Introduction
The syntax for patterns used in these functions closely resembles Perl. The expression must be enclosed in the delimiters, a forward slash (/), for example. Delimiters can be any non-alphanumeric, non-whitespace ASCII character except the backslash (\) and the null byte. If the delimiter character has to be used in the expression itself, it needs to be escaped by backslash. Since PHP 4.0.4, you can also use Perl-style (), {}, [], and <> matching delimiters. See Pattern Syntax for detailed explanation.
The ending delimiter may be followed by various modifiers that affect the matching. See Pattern Modifiers.
PHP also supports regular expressions using a POSIX-extended syntax using the POSIX-extended regex functions.
Note:
This extension maintains a global per-thread cache of compiled regular expressions (up to 4096).
You should be aware of some limitations of PCRE. Read » http://www.pcre.org/pcre.txt for more info.
The PCRE library is a set of functions that implement regular expression pattern matching using the same syntax and semantics as Perl 5, with just a few differences (see below). The current implementation corresponds to Perl 5.005.
Коментарии
Converting POSIX regex patters to PCRE is non-trivial.
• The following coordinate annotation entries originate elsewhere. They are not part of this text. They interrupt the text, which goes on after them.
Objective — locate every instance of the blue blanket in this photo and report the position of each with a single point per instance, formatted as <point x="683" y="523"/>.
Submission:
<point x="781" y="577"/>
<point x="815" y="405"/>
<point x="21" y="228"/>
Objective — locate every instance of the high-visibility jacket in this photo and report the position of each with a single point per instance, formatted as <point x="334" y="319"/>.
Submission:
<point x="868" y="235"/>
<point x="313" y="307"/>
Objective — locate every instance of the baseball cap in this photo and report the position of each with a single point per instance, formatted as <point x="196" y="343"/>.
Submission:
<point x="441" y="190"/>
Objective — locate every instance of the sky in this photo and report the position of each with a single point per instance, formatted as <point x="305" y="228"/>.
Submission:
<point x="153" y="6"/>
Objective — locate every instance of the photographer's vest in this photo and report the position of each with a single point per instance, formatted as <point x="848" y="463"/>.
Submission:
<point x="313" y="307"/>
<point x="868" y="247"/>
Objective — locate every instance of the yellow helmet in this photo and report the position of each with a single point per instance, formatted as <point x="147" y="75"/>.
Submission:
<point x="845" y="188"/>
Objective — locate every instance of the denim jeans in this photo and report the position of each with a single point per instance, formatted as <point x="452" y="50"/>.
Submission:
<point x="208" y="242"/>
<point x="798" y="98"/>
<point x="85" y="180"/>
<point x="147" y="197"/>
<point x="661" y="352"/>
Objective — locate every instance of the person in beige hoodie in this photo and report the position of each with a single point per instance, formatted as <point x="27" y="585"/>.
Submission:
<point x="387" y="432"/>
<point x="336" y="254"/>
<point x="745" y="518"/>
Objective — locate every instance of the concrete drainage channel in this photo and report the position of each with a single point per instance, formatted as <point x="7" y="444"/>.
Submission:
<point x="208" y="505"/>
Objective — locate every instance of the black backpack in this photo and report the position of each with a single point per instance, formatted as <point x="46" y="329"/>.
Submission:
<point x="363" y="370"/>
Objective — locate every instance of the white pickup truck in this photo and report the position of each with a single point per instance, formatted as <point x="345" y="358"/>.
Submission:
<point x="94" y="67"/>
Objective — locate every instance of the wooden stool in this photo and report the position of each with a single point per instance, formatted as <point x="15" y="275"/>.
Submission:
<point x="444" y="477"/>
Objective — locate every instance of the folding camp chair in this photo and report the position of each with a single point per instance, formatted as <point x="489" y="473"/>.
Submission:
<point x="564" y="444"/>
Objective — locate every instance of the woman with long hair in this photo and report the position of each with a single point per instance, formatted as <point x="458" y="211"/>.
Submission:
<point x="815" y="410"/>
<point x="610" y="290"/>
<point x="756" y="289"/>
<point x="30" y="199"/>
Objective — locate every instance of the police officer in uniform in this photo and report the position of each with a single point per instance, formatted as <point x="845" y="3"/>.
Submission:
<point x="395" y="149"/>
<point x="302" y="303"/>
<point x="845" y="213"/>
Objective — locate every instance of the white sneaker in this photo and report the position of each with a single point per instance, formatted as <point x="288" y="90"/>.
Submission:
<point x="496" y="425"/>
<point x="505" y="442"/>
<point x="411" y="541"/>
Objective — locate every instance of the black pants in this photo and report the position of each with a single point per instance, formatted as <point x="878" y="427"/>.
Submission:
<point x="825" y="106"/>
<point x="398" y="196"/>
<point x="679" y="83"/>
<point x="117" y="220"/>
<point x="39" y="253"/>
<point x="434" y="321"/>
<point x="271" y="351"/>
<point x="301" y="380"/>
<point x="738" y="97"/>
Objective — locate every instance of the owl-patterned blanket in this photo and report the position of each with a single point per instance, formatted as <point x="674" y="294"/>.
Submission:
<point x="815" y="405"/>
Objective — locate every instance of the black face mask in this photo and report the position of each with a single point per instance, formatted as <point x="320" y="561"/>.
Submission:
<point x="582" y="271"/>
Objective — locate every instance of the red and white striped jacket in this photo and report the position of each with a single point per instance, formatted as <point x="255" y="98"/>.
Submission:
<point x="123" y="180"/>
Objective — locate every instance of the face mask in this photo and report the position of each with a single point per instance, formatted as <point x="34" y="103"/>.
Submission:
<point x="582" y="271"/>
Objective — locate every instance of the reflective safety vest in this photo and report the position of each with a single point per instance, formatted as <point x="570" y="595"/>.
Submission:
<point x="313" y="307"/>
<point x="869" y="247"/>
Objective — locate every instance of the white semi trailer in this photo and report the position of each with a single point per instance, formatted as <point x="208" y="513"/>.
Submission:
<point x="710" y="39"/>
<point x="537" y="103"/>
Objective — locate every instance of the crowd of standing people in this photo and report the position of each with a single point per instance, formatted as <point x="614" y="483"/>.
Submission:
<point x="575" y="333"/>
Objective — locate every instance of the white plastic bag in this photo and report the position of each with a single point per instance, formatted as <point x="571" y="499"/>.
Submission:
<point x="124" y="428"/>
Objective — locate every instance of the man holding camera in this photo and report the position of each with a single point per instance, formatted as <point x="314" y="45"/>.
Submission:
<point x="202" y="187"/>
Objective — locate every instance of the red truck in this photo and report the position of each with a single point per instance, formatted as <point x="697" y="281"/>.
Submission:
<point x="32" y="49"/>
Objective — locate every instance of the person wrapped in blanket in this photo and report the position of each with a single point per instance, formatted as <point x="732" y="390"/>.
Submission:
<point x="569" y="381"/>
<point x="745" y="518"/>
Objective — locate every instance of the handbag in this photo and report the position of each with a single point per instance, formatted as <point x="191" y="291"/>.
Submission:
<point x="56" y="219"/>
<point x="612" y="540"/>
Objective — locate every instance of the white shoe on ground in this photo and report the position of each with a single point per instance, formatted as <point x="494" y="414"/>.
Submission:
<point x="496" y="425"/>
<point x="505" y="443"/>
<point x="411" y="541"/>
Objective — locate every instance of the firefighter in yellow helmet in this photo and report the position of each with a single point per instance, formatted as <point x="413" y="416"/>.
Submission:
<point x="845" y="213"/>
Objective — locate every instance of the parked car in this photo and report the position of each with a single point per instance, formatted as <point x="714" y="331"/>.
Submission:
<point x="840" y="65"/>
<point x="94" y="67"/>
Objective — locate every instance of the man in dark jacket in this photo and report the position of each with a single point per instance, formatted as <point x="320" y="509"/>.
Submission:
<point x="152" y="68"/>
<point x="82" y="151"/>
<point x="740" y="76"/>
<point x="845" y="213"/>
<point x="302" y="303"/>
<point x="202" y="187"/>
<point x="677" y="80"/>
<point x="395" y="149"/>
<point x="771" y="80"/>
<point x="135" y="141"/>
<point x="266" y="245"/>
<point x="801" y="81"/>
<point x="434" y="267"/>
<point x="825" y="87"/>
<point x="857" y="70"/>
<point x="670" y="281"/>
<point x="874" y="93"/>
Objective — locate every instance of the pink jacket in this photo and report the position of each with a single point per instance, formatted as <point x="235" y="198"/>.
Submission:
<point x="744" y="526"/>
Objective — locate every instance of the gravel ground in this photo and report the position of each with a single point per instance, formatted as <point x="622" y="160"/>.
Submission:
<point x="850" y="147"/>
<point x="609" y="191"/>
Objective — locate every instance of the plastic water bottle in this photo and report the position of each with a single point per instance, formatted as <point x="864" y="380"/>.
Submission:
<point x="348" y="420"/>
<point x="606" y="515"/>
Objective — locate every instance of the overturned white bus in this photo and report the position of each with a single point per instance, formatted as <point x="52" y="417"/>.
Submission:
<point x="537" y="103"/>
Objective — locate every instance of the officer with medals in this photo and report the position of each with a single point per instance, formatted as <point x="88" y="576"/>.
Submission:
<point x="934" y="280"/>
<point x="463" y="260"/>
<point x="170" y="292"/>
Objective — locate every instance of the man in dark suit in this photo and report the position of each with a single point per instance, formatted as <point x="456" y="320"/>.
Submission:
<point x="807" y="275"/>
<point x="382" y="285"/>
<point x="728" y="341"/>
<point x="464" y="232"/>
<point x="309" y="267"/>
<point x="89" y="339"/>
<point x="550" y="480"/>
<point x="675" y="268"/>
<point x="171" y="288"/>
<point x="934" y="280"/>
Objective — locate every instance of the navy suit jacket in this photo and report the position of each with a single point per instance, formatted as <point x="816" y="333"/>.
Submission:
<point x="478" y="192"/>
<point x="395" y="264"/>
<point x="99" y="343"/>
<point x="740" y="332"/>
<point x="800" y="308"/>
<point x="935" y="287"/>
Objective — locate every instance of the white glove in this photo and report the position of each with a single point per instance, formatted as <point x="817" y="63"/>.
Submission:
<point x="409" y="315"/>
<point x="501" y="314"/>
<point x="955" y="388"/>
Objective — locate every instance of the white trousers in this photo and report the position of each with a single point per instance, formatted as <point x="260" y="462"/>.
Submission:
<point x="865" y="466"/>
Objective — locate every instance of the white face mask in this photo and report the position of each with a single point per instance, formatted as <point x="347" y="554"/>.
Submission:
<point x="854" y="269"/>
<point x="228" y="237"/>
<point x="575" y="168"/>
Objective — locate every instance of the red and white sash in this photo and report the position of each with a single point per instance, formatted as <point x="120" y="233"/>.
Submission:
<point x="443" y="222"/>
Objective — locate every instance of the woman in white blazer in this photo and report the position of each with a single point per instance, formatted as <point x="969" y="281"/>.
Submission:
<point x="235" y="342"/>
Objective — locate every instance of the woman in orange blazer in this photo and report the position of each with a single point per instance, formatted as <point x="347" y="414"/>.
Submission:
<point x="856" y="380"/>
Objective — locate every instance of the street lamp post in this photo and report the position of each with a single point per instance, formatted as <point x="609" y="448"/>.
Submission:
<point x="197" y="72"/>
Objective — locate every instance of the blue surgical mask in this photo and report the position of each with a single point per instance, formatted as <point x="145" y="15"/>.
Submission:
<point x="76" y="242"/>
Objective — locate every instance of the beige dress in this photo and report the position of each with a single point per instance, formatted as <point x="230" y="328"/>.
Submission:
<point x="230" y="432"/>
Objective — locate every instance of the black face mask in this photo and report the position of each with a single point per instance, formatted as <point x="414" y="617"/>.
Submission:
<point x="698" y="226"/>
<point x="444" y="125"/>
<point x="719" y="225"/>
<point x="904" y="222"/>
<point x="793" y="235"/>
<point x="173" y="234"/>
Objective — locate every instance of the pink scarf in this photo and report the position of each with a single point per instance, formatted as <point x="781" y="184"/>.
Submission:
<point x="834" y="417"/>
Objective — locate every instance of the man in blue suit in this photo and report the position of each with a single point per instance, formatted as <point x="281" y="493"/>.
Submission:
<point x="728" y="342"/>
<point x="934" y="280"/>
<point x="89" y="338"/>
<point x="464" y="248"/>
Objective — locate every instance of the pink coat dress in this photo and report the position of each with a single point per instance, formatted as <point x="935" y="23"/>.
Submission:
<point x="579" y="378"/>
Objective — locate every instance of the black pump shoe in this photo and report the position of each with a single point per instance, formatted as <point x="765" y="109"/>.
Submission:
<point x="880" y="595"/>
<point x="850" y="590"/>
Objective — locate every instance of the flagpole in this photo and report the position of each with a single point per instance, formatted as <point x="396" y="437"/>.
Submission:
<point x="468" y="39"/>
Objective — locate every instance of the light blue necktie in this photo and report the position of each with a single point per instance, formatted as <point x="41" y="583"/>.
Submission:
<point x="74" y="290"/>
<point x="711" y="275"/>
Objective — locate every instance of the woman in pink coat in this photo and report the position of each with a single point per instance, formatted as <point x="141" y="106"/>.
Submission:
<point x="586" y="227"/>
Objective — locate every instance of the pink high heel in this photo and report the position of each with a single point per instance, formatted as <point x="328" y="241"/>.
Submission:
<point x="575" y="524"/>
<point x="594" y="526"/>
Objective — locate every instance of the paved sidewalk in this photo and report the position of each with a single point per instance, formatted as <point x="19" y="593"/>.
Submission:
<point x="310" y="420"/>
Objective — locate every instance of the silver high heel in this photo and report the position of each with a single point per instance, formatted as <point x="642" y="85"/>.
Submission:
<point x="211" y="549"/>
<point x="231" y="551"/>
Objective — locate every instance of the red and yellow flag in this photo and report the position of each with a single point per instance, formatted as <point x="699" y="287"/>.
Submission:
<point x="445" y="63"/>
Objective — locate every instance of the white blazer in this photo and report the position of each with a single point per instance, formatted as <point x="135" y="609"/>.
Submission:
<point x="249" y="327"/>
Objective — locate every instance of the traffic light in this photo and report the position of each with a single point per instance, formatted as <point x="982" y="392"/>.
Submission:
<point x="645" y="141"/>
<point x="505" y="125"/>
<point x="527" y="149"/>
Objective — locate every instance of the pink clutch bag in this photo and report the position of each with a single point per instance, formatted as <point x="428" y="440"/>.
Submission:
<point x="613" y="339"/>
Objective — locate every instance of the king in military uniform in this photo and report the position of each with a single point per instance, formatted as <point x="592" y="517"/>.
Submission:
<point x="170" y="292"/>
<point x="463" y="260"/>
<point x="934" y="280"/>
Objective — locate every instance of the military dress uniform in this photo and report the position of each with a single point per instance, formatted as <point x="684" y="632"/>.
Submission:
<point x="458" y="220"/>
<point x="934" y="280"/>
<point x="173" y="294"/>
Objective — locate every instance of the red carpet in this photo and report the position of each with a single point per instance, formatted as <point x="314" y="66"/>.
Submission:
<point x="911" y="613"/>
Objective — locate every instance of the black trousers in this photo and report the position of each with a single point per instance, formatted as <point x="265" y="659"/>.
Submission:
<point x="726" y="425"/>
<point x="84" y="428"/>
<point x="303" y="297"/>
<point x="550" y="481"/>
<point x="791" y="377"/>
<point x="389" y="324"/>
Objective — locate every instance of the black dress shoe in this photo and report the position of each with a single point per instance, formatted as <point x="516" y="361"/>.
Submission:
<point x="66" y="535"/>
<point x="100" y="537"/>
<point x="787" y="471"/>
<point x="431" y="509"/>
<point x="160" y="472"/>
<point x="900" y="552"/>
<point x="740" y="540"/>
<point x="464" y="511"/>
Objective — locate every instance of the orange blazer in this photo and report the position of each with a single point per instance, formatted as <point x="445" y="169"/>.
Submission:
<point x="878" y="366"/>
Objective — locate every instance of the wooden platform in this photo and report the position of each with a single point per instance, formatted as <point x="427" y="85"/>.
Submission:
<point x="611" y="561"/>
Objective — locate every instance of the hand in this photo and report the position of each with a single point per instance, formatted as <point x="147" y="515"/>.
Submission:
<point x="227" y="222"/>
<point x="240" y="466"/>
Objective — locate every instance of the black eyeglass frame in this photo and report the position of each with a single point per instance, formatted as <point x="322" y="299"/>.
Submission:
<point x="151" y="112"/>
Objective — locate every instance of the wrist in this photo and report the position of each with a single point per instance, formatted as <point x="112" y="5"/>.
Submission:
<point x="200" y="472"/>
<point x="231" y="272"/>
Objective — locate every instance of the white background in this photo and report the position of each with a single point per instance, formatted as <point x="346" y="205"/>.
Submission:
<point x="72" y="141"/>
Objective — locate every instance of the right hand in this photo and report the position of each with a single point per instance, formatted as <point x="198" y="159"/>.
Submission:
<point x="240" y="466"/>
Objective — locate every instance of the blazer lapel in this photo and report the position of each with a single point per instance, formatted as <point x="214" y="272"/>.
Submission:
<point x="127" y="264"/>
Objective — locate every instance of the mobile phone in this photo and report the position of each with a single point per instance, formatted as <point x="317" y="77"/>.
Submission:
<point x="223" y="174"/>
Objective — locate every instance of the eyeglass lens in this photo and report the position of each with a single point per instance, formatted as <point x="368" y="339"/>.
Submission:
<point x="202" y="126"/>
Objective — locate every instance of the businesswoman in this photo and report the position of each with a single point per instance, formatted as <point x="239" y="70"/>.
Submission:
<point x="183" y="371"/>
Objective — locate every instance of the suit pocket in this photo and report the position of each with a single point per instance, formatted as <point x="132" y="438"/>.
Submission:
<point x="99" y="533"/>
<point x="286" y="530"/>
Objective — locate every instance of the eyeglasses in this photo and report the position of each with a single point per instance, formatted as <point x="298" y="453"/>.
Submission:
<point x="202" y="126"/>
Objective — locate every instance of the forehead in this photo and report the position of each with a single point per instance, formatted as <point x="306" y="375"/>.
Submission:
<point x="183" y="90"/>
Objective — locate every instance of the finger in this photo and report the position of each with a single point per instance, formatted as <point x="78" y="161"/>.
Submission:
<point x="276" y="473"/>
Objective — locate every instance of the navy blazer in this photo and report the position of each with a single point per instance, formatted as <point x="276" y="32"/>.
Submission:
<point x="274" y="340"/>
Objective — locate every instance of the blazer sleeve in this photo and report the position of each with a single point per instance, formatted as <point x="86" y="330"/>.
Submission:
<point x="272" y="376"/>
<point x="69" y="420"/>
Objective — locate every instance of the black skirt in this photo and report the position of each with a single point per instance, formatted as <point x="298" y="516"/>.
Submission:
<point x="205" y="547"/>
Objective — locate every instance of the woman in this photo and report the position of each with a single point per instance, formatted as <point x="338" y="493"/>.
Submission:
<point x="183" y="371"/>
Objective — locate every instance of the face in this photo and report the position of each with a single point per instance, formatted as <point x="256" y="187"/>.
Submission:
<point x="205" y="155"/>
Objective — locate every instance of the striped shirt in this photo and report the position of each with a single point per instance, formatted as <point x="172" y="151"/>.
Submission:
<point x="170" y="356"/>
I had many (about 17.000) patterns stored in a DB, and found that surrounding one with delimiters (such as '/'), after quoting them, is not enough.
I've been biten by a \r that slipped into a pattern (that was supposed to be \.r and became .\r instead). Too bad in PCRE it stands for carriage-return.
AFAIK, there's no way to disable this behaviour and make PCRE more POSIX compatibile. You have to look for every single escape sequence that has no meaning in POSIX regex but has one in PCRE and remove the backslash.
Before POSIX regex are removed it would be really cool to have a function that converts a POSIX regex pattern into the equivalent PCRE one.